Date Published: October 25, 2011
Publisher: Hindawi Publishing Corporation
Author(s): João Paulo Martins de Carvalho, Bruno F. Patrício, Jorge Medeiros, Francisco J. B. Sampaio, Luciano A. Favorito.
Objectives. To provide a better understanding of the distribution of inguinal nodes in order to prevent the complications of unnecessary and extended dissections in penile cancer.
Methods. The bilateral inguinal regions of 19 male cadavers were dissected. Nodal distribution was noted and quantified based on anatomical location. The superficial nodes were subdivided into quarters as follows: superomedial, superolateral, inferomedial, and inferolateral. Statistical analysis was performed comparing node distribution between quarters using one-way analysis of variance (ANOVA), and the unpaired T-test was used between superficial and deep nodes.
Results. Superficial nodes were found in all inguinal regions studied (mean = 13.60), and their distribution was more prominent in the superomedial quarter (mean = 3.94) and less in the inferolateral quarter (mean = 2.73). There was statistical significance between quarters when comparing the upper group with the lower one (P = 0.02). Nodes were widely distributed in the superficial region compared with deep lymph nodes (mean = 13.60 versus 1.71, P < 0.001). Conclusions. A great number of inguinal lymph nodes are distributed near the classical anatomical landmarks for inguinal lymphadenectomy, more prominent in upper quadrants.
Penile cancer is an aggressive and mutilating disease that deeply affects the patient’s self-esteem. Penile cancer is a rare neoplasia, particularly in developed countries.
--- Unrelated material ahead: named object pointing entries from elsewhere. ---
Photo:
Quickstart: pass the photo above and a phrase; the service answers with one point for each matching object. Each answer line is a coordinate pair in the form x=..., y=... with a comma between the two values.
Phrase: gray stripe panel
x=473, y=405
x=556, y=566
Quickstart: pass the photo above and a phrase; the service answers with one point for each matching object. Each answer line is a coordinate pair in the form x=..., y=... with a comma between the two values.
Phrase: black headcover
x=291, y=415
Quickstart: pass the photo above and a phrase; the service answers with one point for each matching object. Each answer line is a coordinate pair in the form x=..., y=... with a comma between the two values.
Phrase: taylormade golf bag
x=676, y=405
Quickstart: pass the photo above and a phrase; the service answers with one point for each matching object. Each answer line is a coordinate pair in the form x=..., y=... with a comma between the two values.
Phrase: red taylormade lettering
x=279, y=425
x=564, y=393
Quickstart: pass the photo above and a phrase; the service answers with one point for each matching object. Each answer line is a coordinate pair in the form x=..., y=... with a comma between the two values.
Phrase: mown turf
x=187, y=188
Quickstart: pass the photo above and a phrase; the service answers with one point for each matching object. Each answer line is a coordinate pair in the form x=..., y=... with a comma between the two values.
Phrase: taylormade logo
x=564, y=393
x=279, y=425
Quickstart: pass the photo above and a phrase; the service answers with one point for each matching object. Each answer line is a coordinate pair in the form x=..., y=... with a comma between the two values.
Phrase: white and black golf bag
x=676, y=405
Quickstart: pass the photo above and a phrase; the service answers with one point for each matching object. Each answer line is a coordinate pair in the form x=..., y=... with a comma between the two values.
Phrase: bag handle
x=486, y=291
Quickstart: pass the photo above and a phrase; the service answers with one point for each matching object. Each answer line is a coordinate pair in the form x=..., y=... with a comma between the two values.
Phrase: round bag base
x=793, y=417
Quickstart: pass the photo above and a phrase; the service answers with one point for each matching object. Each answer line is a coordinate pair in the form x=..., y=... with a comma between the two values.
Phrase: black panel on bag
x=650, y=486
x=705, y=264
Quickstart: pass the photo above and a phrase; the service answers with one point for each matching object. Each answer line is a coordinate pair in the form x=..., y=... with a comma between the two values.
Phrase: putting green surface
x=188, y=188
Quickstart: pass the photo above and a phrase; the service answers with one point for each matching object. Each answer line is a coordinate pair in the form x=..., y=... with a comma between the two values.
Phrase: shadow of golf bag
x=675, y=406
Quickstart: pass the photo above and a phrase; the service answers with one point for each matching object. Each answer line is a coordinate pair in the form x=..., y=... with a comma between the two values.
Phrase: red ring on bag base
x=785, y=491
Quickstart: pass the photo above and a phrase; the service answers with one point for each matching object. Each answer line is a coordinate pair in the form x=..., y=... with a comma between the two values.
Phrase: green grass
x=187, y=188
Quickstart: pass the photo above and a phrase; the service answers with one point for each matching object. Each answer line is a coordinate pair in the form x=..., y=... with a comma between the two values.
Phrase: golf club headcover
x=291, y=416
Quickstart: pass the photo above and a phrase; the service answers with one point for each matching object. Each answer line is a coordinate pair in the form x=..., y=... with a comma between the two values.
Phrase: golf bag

One of the world’s highest prevalence rates is found in India, at 3.32 per 100,000 inhabitants, and the lowest incidence is among Jewish men born in Israel, with rates close to zero . In the United States, the prevalence is 0.2 cases for each 100,000 inhabitants, whereas in Brazil, the national incidence of penile cancer 4.6 per 100,000 inhabitants (with a wide variation of 2.9 to 6.8 cases per 100,000 depending on the region), one of the world’s highest rates of this neoplasia [2, 3].
The present work was approved by the bioethics committee of our institution and was in accordance with the ethical standards of the committee on human experimentation. From May 2010 to March 2011, we analyzed 19 fresh cadavers (38 inguinal regions) from males aged 23 to 53 years old (mean = 32) who had been submitted to dissection of the inguinal region. All cadavers were obtained through donations from the university, and none of the decedents were trauma victims.
The dissections preserved the saphenofemoral junction and all the tributaries of the saphena magna vein, which permitted adequate visualization of the nodes and their classical anatomical landmarks (Figure 2).
Penile lymphatic drainage parallels venous drainage, with a superficial system that drains the skin and a deeper system that drains the glans and corporal bodies. The superficial inguinal nodes are located just below the inguinal ligament and extend trough 4-5 cm of the saphenous hiatus. They are distributed in quarters set from the anastomosis between the saphena magna and femoral veins . The deeper inguinal nodes are located just below the fascia lata and medially to the saphena vein. Although small in number, these nodes are of extreme importance, since their venous drainage occurs through the superficial iliac veins [8, 9].
Our group confirmed that a great number of inguinal lymph nodes are distributed near the classical anatomical landmarks for ILND, as superficial and deeper femoral veins, inguinal ligaments, and fascia lata. The nodes were more prominent in the upper quadrants of the superficial inguinal lymph nodes. When performing prophylactic ILND using these criteria, less extensive surgery should be performed, with adequate node resection, including the superficial and deeper groups.